Les constantes sont qu’il est mélangé à un alcool pur (type alcool de pharmacie) puis séché pour être mélangé avec du tabac. Le conditionnement à la revente se fait généralement dans un « papier contenant le tabac ». Le consommateur le roule ensuite en le mélangeant avec du tabac à cigarette pour diminuer l’effet. Généralement, l’effet intervient très rapidement (deux à trois tafs) et peut occasionner une perte de conscience, des effets dissociatifs, des décompensations, des accès de violence. « Les consommateurs décrivent ressentir de l’énervement, une perte de contrôle, une perte de connaissance et parfois des hallucinations. Cela semble les marquer et occasionner des craintes. L’envie de reconsommer semble intervenir rapidement et le potentiel de dépendance semble élevé (quelques semaines de consommation). »

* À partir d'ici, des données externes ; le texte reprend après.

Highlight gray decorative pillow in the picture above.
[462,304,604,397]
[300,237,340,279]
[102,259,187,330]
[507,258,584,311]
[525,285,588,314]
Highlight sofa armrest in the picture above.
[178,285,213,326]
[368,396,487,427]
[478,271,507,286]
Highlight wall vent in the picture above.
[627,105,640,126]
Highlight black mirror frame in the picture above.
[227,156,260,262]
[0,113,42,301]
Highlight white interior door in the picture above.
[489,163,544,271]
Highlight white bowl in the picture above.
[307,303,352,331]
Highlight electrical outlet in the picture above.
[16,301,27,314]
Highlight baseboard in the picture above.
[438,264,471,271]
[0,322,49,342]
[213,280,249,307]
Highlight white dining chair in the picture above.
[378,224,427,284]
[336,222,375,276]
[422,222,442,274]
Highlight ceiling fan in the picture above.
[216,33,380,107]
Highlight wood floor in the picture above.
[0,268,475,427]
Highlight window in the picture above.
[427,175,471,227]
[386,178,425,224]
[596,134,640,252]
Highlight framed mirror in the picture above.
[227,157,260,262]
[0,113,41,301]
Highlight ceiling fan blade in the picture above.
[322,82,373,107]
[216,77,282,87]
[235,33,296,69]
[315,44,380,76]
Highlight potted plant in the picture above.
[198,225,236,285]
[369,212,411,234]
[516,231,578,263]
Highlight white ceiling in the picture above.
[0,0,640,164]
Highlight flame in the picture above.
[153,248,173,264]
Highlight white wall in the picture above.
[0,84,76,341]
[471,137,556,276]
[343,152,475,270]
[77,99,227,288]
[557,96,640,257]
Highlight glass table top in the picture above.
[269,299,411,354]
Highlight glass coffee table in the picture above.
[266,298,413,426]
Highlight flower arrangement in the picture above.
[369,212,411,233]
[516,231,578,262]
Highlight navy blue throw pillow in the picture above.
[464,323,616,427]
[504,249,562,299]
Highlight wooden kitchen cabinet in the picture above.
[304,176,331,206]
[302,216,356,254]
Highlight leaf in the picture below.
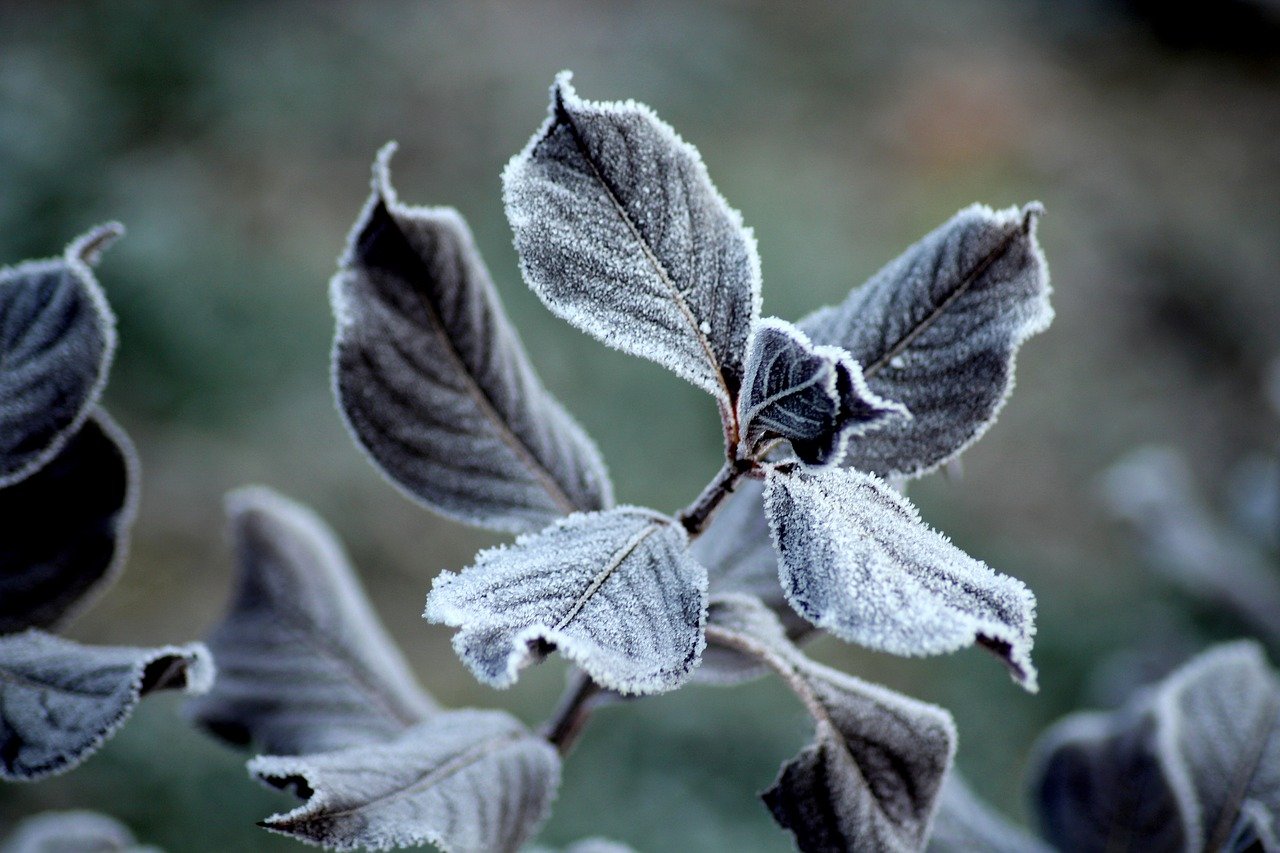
[1029,703,1182,853]
[0,223,124,488]
[0,809,155,853]
[925,770,1050,853]
[1155,642,1280,850]
[425,507,707,693]
[707,597,956,852]
[799,204,1053,476]
[248,710,559,852]
[737,318,909,465]
[764,469,1036,690]
[0,629,214,781]
[0,410,138,634]
[330,146,613,533]
[502,72,760,416]
[187,488,436,754]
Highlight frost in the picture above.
[764,469,1036,690]
[425,507,707,693]
[248,710,559,853]
[737,318,909,465]
[0,223,124,487]
[187,488,436,754]
[332,146,613,533]
[0,410,138,634]
[707,596,956,853]
[0,629,214,781]
[502,73,760,412]
[0,811,159,853]
[799,204,1053,476]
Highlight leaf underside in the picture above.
[187,488,436,754]
[0,410,137,634]
[332,147,613,533]
[797,204,1053,476]
[248,710,559,853]
[425,507,707,693]
[0,629,214,781]
[764,469,1036,690]
[502,73,760,412]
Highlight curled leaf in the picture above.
[0,629,214,781]
[187,488,436,754]
[332,146,613,533]
[764,469,1036,690]
[0,223,124,487]
[425,507,707,693]
[502,72,760,415]
[248,710,559,853]
[797,204,1053,476]
[0,410,138,634]
[737,318,908,466]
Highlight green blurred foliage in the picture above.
[0,0,1280,850]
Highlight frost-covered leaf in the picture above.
[0,410,138,634]
[425,507,707,693]
[764,469,1036,690]
[248,710,559,853]
[332,146,613,533]
[0,629,214,781]
[502,73,760,414]
[925,770,1050,853]
[187,488,436,754]
[1029,702,1182,853]
[737,318,908,465]
[0,223,124,487]
[1155,642,1280,850]
[0,811,155,853]
[799,204,1053,476]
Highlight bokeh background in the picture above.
[0,0,1280,850]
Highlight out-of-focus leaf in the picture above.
[799,204,1053,476]
[1029,702,1199,853]
[0,410,138,634]
[0,629,214,781]
[0,223,124,487]
[0,811,155,853]
[425,507,707,693]
[248,710,559,853]
[187,488,436,754]
[925,770,1050,853]
[502,72,760,416]
[764,469,1036,690]
[1155,642,1280,850]
[707,596,956,853]
[332,146,613,533]
[737,318,908,465]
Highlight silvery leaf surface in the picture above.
[0,223,124,487]
[1029,702,1182,853]
[0,410,138,634]
[502,73,760,416]
[799,204,1053,476]
[707,596,956,852]
[0,629,214,781]
[1155,642,1280,850]
[330,146,613,533]
[764,469,1036,690]
[0,809,156,853]
[187,488,436,754]
[925,770,1050,853]
[737,318,909,466]
[248,710,559,853]
[425,507,707,693]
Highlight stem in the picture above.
[543,670,604,757]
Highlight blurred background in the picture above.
[0,0,1280,850]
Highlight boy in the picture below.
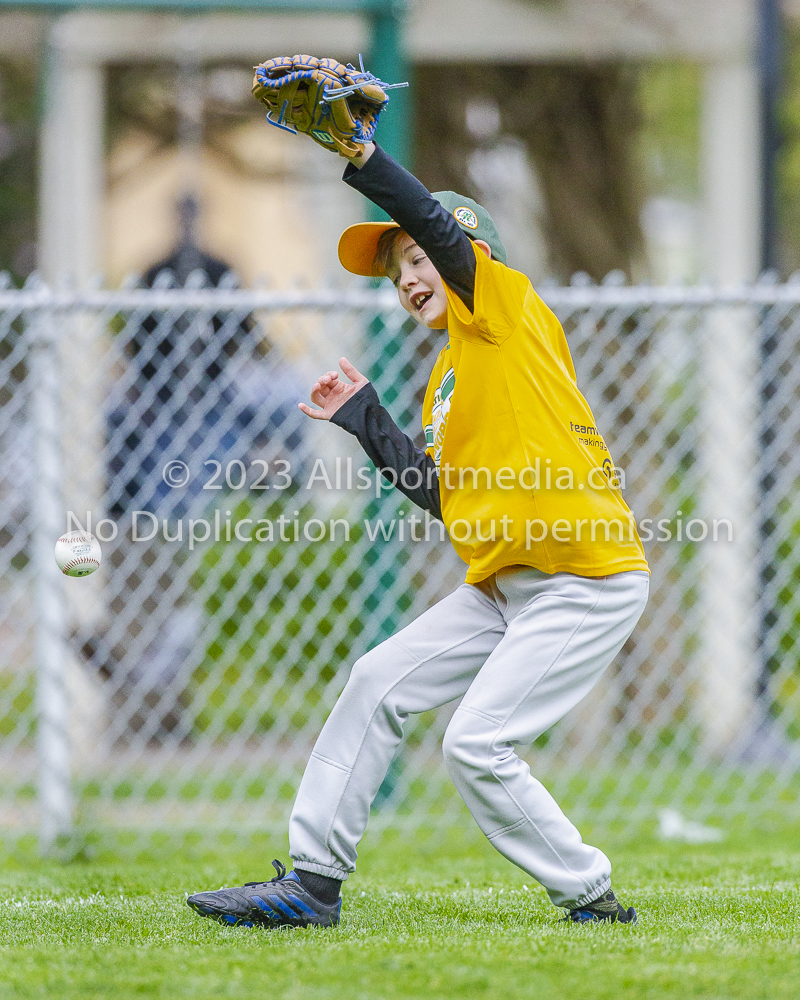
[188,133,649,927]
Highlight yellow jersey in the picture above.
[423,247,648,583]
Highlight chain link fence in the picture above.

« En tant que professionnel, il nous semble primordial d’amener plus de clarté au sujet des produits et de leurs effets. » Nicolas Gerstel, éducateur spécialisé, explique les projets de l’équipe de la POPAM
Amener plus de clarté sur les produits et leurs effets : vers un laboratoire local
Le projet « Chasse-marée » est une étape importante pour les professionnels de la POPAM : « il nous semble primordial d’amener plus de clarté au sujet des produits et de leurs effets. Un consommateur et une population informée sont plus à même de mettre en œuvre un “prendre soin”, de réduire les risques et d’éviter l’apparition de fantasmes sur les consommateurs. »
Par ailleurs, le contexte en Tanzanie, aux Seychelles et à Maurice laisse penser que d’autres produits comme les opiacés ou le crack pourraient arriver à Mayotte prochainement.
Le projet « chasse-marée » est ainsi une première étape dont les résultats doivent servir de point d’appui au développement d’un laboratoire local d’analyse de drogues. « Un laboratoire d’analyse de produits ancré localement est une nécessité pour l’action de réduction des risques à Mayotte » alors que le système de pharmaco-vigilance, tout comme les autres dispositifs de diagnostic et de recueil de données pour d’autres champs, sont cruellement absents du département.
Contact : Nicolas Gerstel, éducateur spécialisé POPAM, ngerstel@oppelia.fr
Le réseau « Analyse ton prod’ »
Le réseau « Analyse ton prod’ » rassemble les structures qui proposent ou souhaitent proposer l’analyse de drogue à leurs publics. Animé par la Fédération Addiction, il a pour objectifs de coordonner et d’accompagner les acteurs mettant en place ou souhaitant mettre à disposition de leurs publics l’analyse de drogues comme outil de réduction des risques.